"How Wrong," "Let's Make a Deal," and "Shoe House"
How Wrong
After Pier Paolo Pasolini
How wrong it feels
to remain so quiet
when I feel so unquiet
as fate becomes
so final like murder.
How not well I feel
in my silent ways.
I should be humming, shouting,
and agitated. I should be
screaming out.
How not well I am
with feelings bottled up
in the pit of my stomach.
I feel as If I had swallowed
every drop of saltwater from the sea.
Let’s Make a Deal
Let’s make a deal.
I will not force any words.
I will not use the word allocate,
too late. I have no image,
no brand, no reason to be
someone I am not.
Unless I can be a bird
or a cloud, in a poem,
of course, that will be
my grandiose dream.
If you do not like my politics,
too bad.
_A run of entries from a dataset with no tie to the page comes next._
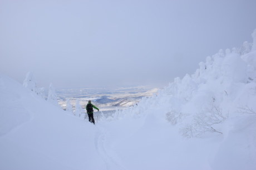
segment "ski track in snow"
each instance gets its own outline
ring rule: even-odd
[[[112,155],[107,152],[106,147],[106,130],[102,127],[97,127],[98,131],[95,134],[95,147],[100,157],[104,161],[107,170],[125,169],[120,163],[117,163]]]

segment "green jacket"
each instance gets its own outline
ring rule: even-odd
[[[88,103],[88,104],[89,104],[89,103]],[[87,104],[87,105],[86,105],[86,111],[87,111],[88,104]],[[95,109],[97,109],[98,111],[99,110],[99,109],[95,106],[94,106],[93,104],[92,104],[92,107],[94,108]],[[90,112],[90,113],[88,113],[88,112],[87,112],[87,113],[93,113],[93,112]]]

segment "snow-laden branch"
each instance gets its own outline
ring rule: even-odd
[[[253,108],[249,107],[247,104],[245,106],[242,106],[242,107],[238,107],[238,110],[237,111],[238,113],[242,114],[256,114],[256,112],[253,109]]]

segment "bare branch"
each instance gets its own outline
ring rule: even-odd
[[[240,113],[242,114],[255,114],[256,112],[252,108],[249,108],[247,104],[245,106],[242,106],[242,107],[238,107],[239,109],[237,112]]]

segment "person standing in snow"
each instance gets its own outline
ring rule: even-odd
[[[89,122],[93,123],[95,124],[93,118],[93,108],[97,109],[98,112],[99,109],[91,103],[91,101],[88,101],[88,104],[86,105],[86,111],[88,114],[88,117],[89,118]]]

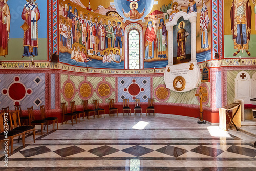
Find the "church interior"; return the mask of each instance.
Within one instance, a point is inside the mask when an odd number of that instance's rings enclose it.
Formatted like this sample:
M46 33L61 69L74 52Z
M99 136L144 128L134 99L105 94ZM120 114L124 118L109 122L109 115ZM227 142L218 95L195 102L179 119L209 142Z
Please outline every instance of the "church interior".
M0 20L1 170L255 170L255 0L0 0Z

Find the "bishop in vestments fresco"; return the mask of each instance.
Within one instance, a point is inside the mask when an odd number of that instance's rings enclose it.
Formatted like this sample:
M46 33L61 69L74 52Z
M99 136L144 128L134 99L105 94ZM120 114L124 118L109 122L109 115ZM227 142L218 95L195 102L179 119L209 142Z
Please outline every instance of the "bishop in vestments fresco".
M0 0L0 56L8 54L11 14L6 0Z
M24 30L23 47L24 56L37 56L38 47L38 35L37 33L37 21L40 15L36 0L27 0L22 13L22 18L28 25L29 28Z
M251 7L249 0L233 0L230 11L231 29L233 34L234 48L238 50L236 56L245 50L248 56L251 56L249 49L251 34Z

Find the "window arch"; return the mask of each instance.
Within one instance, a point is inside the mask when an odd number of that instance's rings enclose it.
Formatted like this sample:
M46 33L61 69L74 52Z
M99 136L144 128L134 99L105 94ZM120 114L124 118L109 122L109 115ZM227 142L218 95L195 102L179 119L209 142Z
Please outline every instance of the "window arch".
M140 69L140 33L131 29L128 34L128 68Z
M135 45L134 42L136 43L135 47L133 47ZM128 24L124 28L124 69L143 68L143 44L141 25L136 22ZM133 62L136 63L136 66Z

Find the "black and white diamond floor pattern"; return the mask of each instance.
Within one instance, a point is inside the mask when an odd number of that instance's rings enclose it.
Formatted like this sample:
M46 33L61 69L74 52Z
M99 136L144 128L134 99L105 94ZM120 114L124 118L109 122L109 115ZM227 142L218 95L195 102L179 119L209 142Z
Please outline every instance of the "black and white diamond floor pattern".
M107 157L111 156L119 156L119 154L123 153L127 154L127 156L135 157L143 157L155 156L156 153L161 157L225 157L229 155L235 157L256 157L256 149L249 145L245 146L238 146L230 145L226 149L221 149L214 145L195 145L192 149L188 149L185 146L181 145L166 145L158 149L155 145L131 145L123 149L122 145L113 146L102 145L93 146L90 145L65 145L36 146L30 145L18 152L14 154L11 158L28 158L36 156L37 157L47 157L46 154L51 152L62 157L84 157L86 154L87 157ZM120 146L120 147L119 147ZM118 149L117 149L118 148ZM85 152L85 153L84 153ZM230 153L231 154L230 154ZM150 154L152 155L151 155ZM79 155L80 154L80 155ZM237 156L236 157L236 155Z

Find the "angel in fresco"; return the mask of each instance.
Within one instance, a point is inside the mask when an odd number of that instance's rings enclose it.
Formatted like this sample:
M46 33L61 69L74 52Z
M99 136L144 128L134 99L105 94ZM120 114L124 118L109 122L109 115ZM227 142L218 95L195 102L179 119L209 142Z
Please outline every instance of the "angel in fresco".
M156 41L156 34L154 28L152 27L152 22L147 23L147 28L145 32L145 60L154 58L154 51L155 50Z
M29 26L24 30L23 54L24 56L37 56L38 47L38 34L37 21L40 19L40 14L38 4L35 0L28 0L24 5L22 13L22 18Z
M144 8L143 11L140 13L137 10L137 8L138 8L138 3L132 2L131 4L132 4L132 8L128 13L126 13L125 12L123 8L122 9L124 16L127 18L130 18L130 19L138 19L141 18L144 15L145 8ZM137 8L136 6L137 6Z
M8 54L11 14L6 0L0 0L0 56Z
M173 10L170 14L170 18L169 18L169 22L171 22L173 20L173 18L178 12L179 10L177 9L177 7L178 7L178 3L177 2L174 2L172 5L171 8Z
M208 26L210 19L208 15L207 6L205 4L206 0L202 1L202 10L200 15L200 36L201 48L205 49L209 47L208 43Z
M197 12L197 4L194 0L189 0L189 4L187 7L187 13L190 13L193 12Z
M249 49L251 33L251 8L249 0L233 0L230 11L231 29L233 34L236 56L245 50L251 56Z

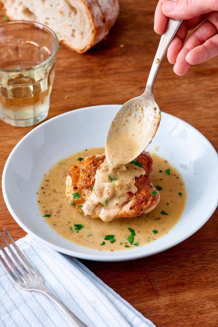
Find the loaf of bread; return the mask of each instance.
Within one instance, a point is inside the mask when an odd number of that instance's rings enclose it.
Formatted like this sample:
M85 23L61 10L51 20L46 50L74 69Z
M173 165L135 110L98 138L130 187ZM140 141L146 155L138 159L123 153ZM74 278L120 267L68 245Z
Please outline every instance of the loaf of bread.
M108 33L119 11L118 0L1 0L12 20L47 25L77 52L87 51Z

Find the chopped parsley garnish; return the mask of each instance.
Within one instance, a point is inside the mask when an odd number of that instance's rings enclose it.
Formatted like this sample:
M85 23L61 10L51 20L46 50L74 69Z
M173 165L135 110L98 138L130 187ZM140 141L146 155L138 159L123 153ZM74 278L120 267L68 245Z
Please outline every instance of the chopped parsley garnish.
M77 233L78 233L79 231L80 231L80 230L82 229L82 228L83 228L84 227L84 226L83 225L80 225L79 224L74 224L74 227L75 228L75 230L76 231Z
M134 241L134 235L131 233L127 237L127 239L130 244L132 244Z
M116 177L112 177L112 176L110 176L110 175L108 175L108 177L109 178L111 181L116 181L117 178Z
M108 241L111 241L114 238L114 235L106 235L105 237L105 239Z
M160 191L161 190L162 190L163 189L161 187L161 186L159 186L159 185L157 185L156 186L156 188L158 191Z
M80 198L80 194L79 193L77 193L77 192L74 192L74 193L73 193L73 196L75 199L79 199Z
M113 244L113 243L114 243L114 242L115 242L116 240L115 240L114 238L113 238L112 240L111 240L111 241L110 241L110 242L111 244Z
M138 166L138 167L140 167L141 168L142 168L142 165L140 163L139 163L138 161L137 161L137 160L132 160L132 161L130 161L129 163L133 164L134 164L136 165L136 166Z
M114 235L106 235L105 239L106 241L109 241L111 244L113 244L117 240L114 238Z
M167 216L169 215L168 214L167 214L166 212L165 212L163 210L160 213L162 215L166 215Z
M130 227L129 227L128 228L128 229L129 231L129 232L132 233L133 236L135 236L136 234L136 233L135 232L135 231L132 228L130 228Z
M130 244L132 244L134 241L134 236L135 236L136 233L135 232L135 231L132 228L130 228L130 227L128 227L128 229L131 233L127 237L127 240Z

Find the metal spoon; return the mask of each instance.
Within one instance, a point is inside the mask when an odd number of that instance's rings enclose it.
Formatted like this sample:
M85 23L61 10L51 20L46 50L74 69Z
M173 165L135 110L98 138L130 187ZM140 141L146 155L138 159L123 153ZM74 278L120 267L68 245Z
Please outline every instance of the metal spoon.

No orange clown
will ever gain my trust,
and never my vote,
not even as a joke.
I am impulsive to a point,
maybe drink a cup of coffee
that costs a bit too much.
Let me reiterate,
I will not use the word
allocate in a poem, too late,
but not again if I can help it.
Shoe House
I lived in a shoe
with another family
with my children
and everyone’s
children. Small
like grains of sand
we were, sleeping
on the white laces.
The little house moved
as shoes tend to do.
I could see the world
through the holes
where the laces went
in. I liked the shoe
house better than
the foot that wore it.
Luis Cuauhtémoc Berriozábal lives in West Covina, CA, works in Los Angeles County, and is the author of Raw Materials (Pygmy Forest Press). His poetry, prose, and art has appeared in Blue Collar Review, Escape Into Life, Nerve Cowboy, Triggerfish, and Yellow Mama Magazine. His broadsides, chapbooks and poetry books have appeared in Alternating Current Press, Deadbeat Press, Four Feathers Press, Kendra Steiner Editions, New American Imagist, New Polish Beat, Poet's Democracy, Rogue Wolf Press, and Ten Pages Press. Luis recommends St. Jude Children's Research Hospital.